I'm sorry I didn't know where to post this, I thought I'd put it here under wellbeing because my my wellbeing is a bit shattered at the moment.
 
Hey Chick,

First off, you're not a bad Mum so don't be so down on yourself. Life has a way of making us go a bit nuts at times and feeling like there's no light at the end of the tunnel. But the important thing is not to give up. Sit yourself down for half an hour with a cuppa tea and just *breathe*. I'm sure your LO doesn't hate you at all hon. You know what kids are like and your son most definately loves you very much.

I don't know what else to say but my PM box is open xx
 
Hiya hun, firstly you are not a shit mom at all. It sounds to me very much like you need some help. You sound depressed. I urge you to speak to your GP/HV and get some help/advice, this won't go away and you need some support for your own sake as well as your children's.

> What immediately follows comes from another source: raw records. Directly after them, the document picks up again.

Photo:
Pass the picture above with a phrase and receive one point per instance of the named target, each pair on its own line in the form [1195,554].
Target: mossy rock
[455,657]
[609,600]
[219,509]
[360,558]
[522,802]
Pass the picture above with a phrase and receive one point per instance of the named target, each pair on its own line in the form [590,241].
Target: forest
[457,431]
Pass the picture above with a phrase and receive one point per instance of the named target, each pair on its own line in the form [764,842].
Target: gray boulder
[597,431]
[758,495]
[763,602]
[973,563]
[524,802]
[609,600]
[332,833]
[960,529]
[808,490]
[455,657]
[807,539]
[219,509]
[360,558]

As the above poster, if you need to talk you can inbox me xx
 
You can also message me. I have suffered Major Depressive Disorder for years, and know exactly how it sounds like you feel. I understand.

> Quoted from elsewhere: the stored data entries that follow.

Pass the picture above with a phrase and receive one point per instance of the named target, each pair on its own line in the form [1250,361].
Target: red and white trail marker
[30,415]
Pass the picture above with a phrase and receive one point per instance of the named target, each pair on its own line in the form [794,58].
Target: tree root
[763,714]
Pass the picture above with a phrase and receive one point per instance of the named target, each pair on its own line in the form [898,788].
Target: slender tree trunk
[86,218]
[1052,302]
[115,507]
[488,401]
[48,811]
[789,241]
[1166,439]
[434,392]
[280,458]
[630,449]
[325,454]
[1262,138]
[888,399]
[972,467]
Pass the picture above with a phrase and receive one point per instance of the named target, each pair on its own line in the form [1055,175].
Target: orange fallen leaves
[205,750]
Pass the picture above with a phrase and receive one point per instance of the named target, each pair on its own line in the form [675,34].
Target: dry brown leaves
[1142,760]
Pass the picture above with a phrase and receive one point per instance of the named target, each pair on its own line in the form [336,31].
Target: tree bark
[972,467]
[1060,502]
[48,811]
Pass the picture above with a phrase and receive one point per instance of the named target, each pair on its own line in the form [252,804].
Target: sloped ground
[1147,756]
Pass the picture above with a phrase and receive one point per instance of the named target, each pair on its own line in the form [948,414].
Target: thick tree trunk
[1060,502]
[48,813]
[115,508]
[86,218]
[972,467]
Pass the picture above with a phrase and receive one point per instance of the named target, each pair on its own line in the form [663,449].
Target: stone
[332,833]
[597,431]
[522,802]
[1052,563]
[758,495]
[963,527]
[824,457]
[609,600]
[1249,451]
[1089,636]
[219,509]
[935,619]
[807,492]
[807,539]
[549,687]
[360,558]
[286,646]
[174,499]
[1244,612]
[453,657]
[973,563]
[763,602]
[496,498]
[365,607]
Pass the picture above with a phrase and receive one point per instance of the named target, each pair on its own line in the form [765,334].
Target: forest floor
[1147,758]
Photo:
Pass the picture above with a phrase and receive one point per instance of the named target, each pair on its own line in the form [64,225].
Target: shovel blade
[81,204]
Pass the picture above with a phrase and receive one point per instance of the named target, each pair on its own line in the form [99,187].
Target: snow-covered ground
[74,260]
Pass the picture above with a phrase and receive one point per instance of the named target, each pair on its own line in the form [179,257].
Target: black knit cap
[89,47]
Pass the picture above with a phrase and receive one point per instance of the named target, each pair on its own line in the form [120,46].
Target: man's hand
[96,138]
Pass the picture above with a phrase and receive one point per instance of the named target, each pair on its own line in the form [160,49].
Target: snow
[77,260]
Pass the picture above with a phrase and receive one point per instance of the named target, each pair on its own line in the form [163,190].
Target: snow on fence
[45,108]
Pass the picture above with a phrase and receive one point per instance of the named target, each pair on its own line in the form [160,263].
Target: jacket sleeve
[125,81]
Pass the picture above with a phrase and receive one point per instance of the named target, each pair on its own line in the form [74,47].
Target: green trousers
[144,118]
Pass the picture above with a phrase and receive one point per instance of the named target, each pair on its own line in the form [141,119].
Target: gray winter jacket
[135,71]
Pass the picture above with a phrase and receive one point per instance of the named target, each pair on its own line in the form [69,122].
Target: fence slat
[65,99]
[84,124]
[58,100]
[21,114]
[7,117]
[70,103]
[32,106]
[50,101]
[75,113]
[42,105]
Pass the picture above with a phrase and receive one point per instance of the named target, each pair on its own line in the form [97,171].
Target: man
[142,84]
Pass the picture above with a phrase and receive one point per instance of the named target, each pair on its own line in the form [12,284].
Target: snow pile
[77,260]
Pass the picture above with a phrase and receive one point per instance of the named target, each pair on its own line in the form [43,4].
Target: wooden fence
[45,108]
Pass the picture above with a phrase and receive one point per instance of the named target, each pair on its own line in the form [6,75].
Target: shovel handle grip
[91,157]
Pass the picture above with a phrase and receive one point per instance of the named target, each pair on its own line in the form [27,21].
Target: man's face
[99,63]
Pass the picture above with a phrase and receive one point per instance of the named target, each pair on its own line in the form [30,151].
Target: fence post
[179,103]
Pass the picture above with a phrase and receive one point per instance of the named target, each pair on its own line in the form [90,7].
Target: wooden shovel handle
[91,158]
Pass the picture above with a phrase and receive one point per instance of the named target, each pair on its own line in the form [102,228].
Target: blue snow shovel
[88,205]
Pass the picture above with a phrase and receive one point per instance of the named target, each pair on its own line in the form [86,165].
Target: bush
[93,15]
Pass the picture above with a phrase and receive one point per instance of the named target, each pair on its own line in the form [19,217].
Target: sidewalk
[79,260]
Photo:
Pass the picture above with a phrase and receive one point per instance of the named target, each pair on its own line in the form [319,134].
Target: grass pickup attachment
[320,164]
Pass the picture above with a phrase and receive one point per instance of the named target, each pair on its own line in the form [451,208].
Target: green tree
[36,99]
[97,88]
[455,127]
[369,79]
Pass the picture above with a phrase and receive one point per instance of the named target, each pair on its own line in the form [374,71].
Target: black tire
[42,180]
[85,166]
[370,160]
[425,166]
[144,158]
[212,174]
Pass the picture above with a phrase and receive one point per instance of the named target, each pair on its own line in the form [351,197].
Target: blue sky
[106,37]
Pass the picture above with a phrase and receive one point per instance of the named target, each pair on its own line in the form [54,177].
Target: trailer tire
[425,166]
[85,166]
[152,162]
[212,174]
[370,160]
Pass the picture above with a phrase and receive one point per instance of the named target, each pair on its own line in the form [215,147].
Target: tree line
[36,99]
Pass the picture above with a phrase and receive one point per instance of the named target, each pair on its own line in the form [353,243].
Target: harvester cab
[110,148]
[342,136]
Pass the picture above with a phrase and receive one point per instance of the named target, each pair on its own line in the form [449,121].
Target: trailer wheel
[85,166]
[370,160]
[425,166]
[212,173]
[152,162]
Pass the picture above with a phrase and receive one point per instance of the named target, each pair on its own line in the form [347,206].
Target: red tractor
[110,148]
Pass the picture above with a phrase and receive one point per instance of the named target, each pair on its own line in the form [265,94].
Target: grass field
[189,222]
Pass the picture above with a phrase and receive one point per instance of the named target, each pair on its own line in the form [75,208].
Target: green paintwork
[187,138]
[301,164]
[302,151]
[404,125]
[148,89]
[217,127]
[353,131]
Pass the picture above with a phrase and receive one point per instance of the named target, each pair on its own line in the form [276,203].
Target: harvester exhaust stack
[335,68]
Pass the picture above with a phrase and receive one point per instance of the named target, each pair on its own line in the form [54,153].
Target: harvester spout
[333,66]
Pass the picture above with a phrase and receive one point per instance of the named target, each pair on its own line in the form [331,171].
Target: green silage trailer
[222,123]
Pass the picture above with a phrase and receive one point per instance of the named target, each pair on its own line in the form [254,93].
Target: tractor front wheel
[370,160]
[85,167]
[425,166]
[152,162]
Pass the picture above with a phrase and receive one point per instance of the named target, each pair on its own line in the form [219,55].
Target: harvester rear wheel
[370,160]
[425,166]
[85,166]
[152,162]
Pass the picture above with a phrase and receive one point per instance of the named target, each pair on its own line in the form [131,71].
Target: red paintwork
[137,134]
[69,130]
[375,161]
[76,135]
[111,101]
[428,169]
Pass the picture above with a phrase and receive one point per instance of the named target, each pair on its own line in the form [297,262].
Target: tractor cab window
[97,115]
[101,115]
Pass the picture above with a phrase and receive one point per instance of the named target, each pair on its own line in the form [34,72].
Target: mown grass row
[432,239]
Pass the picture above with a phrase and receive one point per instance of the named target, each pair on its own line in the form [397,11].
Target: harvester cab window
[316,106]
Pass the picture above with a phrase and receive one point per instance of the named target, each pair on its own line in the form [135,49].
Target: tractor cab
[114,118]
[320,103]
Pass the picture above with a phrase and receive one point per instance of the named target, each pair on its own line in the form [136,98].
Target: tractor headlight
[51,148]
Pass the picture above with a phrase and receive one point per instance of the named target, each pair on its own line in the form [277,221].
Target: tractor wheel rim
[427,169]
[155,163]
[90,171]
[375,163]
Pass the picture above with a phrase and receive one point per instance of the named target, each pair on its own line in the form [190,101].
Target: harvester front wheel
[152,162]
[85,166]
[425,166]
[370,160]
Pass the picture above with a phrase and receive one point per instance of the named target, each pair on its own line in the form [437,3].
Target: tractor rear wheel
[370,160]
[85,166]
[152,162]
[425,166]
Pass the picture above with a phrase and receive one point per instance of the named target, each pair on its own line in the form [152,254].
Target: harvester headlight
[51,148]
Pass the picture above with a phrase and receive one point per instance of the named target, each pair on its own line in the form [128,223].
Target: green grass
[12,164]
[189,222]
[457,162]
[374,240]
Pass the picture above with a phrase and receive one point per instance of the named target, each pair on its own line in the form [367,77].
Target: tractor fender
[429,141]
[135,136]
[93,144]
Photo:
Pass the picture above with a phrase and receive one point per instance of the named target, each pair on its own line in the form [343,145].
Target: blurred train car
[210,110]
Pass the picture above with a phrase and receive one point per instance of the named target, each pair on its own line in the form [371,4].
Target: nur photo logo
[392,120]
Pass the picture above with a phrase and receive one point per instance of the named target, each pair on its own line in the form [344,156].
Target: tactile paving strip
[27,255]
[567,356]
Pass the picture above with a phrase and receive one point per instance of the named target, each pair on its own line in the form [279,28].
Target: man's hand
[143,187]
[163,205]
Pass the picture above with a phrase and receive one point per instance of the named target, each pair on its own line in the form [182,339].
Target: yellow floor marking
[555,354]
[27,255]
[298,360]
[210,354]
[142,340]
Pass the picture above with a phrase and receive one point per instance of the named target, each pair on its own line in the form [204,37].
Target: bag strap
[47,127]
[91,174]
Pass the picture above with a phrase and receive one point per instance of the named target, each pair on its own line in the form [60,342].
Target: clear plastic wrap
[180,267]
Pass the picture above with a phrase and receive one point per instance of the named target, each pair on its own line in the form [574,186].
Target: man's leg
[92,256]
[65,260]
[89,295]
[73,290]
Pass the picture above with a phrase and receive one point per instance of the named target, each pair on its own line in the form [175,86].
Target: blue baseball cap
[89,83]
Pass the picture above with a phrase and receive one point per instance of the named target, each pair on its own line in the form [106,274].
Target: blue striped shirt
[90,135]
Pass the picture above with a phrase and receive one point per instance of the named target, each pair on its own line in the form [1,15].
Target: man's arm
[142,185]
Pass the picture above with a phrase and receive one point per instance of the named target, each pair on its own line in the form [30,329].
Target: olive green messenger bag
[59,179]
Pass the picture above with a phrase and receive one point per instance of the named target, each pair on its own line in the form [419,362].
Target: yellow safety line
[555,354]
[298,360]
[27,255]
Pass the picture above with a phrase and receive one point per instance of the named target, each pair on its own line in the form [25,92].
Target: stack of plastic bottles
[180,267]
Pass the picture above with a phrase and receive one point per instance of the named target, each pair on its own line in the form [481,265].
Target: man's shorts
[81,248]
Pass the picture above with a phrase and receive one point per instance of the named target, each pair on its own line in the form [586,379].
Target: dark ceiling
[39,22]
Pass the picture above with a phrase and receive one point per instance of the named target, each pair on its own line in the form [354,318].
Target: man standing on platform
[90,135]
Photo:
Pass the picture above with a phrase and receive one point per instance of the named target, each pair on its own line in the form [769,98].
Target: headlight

I also urge you to seek help immediately, before it gets worse. And yes, it is possible to get worse.

:hugs: :hugs:

GL love
 
Sounds like you are over whelmed with a bad day and lots to get done. You really aren't a bad mum. I'm sure we've all had moments when we feel like our kids are doing our heads in. You need to go easy on yourself, give yourself a moment to breathe...have a cup of tea or have natter with a friend then get to your packing one bit at a time.
Your son won't hate you...ever. You are his mum and I'm certain you are the only mum he will ever want.

Hopefully this is just a one off bad day but if you feel like that alot then it could be you are suffering from depression. The docs can really help if that's the case.

Take care and remember every family has times when things don't run to plan. You aren't a failure, just human.